The causal history may become very complex. In his 2002 book Friendly Fire, Scott Snook attempts to undercover all the antecedents of a tragic incident in 1994 when two US fighter jets shot down two US Army helicopters. There were dozens of factors, intricately interconnected. To help us appreciate and understand this complexity, Snook produced a compact causal storyboard:


To fully explain is to delineate causal history as comprehensively and accurately as possible. However, full explanations in this sense are often not available. Even when they are, they may be too complex and detailed. We often need to zero in on some aspect of the causal situation which is particularly unusual, salient, or important.

There is thus a derivative or simplified notion of explanation in which we highlight some particular causal factor, or small number of factors, as “the” cause. The Challenger explosion was caused by O-ring leaks. The cause of Tony Abbott’s fall was his low polling figures.

As Runde and de Rond point out, explanation in this sense is a pragmatic business. The appropriate choice of cause depends on what is being explained, to whom, by who, and to what purpose.

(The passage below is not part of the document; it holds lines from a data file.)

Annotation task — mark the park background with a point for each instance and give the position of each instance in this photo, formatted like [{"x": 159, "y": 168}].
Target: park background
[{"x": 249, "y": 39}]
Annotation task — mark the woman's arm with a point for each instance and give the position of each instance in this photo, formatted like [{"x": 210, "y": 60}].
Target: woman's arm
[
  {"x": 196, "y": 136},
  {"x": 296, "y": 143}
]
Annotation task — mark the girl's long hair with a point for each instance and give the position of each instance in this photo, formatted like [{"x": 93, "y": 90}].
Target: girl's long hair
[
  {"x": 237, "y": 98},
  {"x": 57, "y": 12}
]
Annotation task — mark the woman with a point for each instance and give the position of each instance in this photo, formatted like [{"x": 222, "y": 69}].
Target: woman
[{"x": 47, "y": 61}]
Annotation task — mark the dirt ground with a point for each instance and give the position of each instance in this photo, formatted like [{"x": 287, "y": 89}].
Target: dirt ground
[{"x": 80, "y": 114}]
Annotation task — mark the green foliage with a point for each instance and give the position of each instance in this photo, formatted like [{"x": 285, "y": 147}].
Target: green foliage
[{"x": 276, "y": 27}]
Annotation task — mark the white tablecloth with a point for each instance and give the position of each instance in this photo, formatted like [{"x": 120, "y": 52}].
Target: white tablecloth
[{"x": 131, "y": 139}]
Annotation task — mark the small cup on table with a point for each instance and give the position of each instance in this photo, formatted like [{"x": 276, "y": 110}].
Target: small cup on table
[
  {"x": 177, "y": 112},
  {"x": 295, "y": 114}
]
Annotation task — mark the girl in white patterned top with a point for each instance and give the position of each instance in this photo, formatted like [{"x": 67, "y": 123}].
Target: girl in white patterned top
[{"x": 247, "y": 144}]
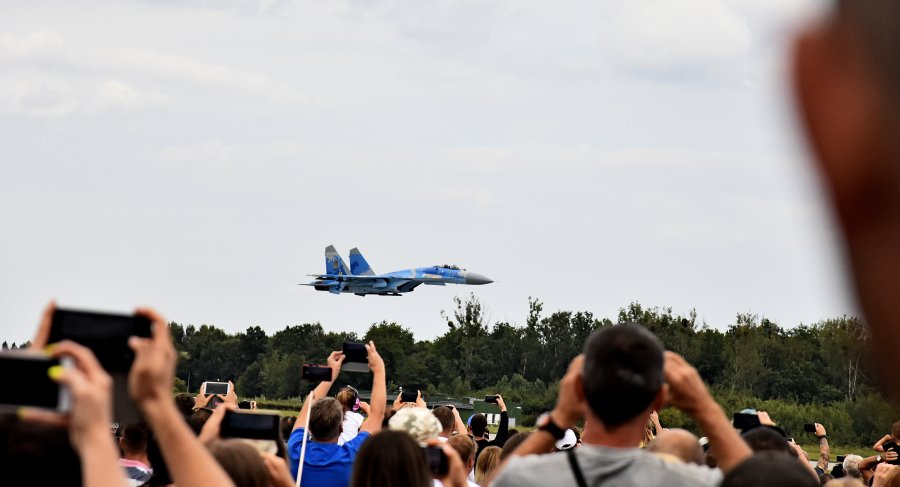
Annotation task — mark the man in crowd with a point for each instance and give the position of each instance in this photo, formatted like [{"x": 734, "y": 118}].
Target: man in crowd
[
  {"x": 134, "y": 461},
  {"x": 614, "y": 386},
  {"x": 448, "y": 423},
  {"x": 847, "y": 83},
  {"x": 326, "y": 463}
]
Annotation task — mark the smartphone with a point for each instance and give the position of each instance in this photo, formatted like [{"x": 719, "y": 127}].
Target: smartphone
[
  {"x": 256, "y": 426},
  {"x": 437, "y": 460},
  {"x": 356, "y": 358},
  {"x": 26, "y": 383},
  {"x": 745, "y": 421},
  {"x": 210, "y": 388},
  {"x": 315, "y": 372},
  {"x": 105, "y": 334}
]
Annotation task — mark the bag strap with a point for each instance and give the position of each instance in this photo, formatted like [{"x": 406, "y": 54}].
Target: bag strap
[{"x": 576, "y": 470}]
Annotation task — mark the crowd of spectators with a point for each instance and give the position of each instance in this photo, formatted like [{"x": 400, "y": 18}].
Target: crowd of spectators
[{"x": 603, "y": 429}]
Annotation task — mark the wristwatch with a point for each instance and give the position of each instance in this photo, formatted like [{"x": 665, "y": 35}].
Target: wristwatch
[{"x": 545, "y": 423}]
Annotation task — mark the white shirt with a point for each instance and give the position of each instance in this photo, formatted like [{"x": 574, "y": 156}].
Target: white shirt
[{"x": 352, "y": 423}]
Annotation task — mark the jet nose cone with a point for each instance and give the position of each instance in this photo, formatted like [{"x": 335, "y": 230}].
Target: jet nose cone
[{"x": 473, "y": 278}]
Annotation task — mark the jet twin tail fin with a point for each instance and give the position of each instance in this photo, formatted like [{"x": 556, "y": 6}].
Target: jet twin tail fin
[
  {"x": 334, "y": 264},
  {"x": 358, "y": 264}
]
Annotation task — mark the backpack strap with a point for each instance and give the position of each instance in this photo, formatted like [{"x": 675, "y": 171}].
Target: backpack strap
[{"x": 576, "y": 470}]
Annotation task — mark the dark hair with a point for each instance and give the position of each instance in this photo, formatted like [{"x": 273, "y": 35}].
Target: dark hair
[
  {"x": 185, "y": 404},
  {"x": 445, "y": 416},
  {"x": 198, "y": 419},
  {"x": 478, "y": 425},
  {"x": 134, "y": 438},
  {"x": 769, "y": 469},
  {"x": 463, "y": 445},
  {"x": 347, "y": 397},
  {"x": 325, "y": 419},
  {"x": 623, "y": 372},
  {"x": 388, "y": 459},
  {"x": 39, "y": 453},
  {"x": 241, "y": 462},
  {"x": 512, "y": 443}
]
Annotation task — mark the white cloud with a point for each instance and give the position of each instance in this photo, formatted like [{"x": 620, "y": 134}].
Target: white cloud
[
  {"x": 665, "y": 35},
  {"x": 46, "y": 76}
]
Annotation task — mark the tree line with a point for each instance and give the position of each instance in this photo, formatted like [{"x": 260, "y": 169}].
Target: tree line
[{"x": 752, "y": 360}]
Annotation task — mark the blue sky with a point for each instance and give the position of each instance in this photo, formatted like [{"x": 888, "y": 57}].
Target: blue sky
[{"x": 198, "y": 156}]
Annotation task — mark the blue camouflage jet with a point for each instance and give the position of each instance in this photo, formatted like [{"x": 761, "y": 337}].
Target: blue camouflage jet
[{"x": 361, "y": 280}]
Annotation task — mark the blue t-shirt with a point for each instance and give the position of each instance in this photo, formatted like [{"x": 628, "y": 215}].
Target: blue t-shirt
[{"x": 326, "y": 464}]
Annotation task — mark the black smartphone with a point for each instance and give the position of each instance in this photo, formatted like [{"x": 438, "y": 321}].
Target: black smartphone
[
  {"x": 437, "y": 460},
  {"x": 26, "y": 383},
  {"x": 105, "y": 334},
  {"x": 216, "y": 388},
  {"x": 256, "y": 426},
  {"x": 316, "y": 373},
  {"x": 745, "y": 421},
  {"x": 356, "y": 358},
  {"x": 892, "y": 446}
]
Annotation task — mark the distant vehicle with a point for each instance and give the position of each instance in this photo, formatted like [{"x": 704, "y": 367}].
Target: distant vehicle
[{"x": 361, "y": 280}]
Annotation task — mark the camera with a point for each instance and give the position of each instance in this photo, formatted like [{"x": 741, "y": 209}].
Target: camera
[
  {"x": 315, "y": 372},
  {"x": 437, "y": 460}
]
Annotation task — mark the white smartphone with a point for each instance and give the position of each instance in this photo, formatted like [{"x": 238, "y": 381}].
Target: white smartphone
[{"x": 26, "y": 382}]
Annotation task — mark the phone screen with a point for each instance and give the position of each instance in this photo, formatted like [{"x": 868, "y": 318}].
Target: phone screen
[
  {"x": 217, "y": 388},
  {"x": 257, "y": 426},
  {"x": 437, "y": 460},
  {"x": 26, "y": 383},
  {"x": 314, "y": 372},
  {"x": 105, "y": 334}
]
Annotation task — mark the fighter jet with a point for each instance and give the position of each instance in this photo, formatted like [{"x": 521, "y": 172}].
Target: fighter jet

In an insightful discussion of Scott Snook’s work, Gary Klein suggests that we should focus on two dimensions: a causal factor’s impact, and the ease with which that factor might have been negated, or could be negated in future. He uses the term “causal landscape” for a causal storyboard analysed using these factors. He says: “The causal landscape is a hybrid explanatory form that attempts to get the best of both worlds. It portrays the complex range and interconnection of causes and identifies a few of the most important causes. Without reducing some of the complexity we’d be confused about how to act.”

This all suggests that causes and explanations are not always the same thing. It can make sense to say that an event is caused by some factor, but not fully explained by that factor. O-ring failure caused the Challenger explosion, but only partially explains it.

More broadly, it suggests a certain kind of anti-realism about causes. The world and all its causal complexity may be objectively real, but causes – what we focus on when providing brief explanations – are in significant measure up to us. Causes are negotiated as much as they are discovered.

What does this imply for how we should evaluate succinct causal explanations such as Dal Santo’s? Two recommendations come to mind.

First, a proposed cause might be ill-chosen because it has been selected from underdeveloped causal history. To determine whether we should go along, we should try to understand the full causal context – a causal storyboard may be useful for this – and why the proposed factor has been selected as the cause.

Second, we should be aware that causal explanation can itself be a political act. Smoking-related lung cancer might be said to be caused by tobacco companies, by cigarette smoke, or by smoker’s free choices, depending on who is doing the explaining, to whom, and why. Causal explanation seems like the uncovering of facts, but it may equally be the revealing of agendas.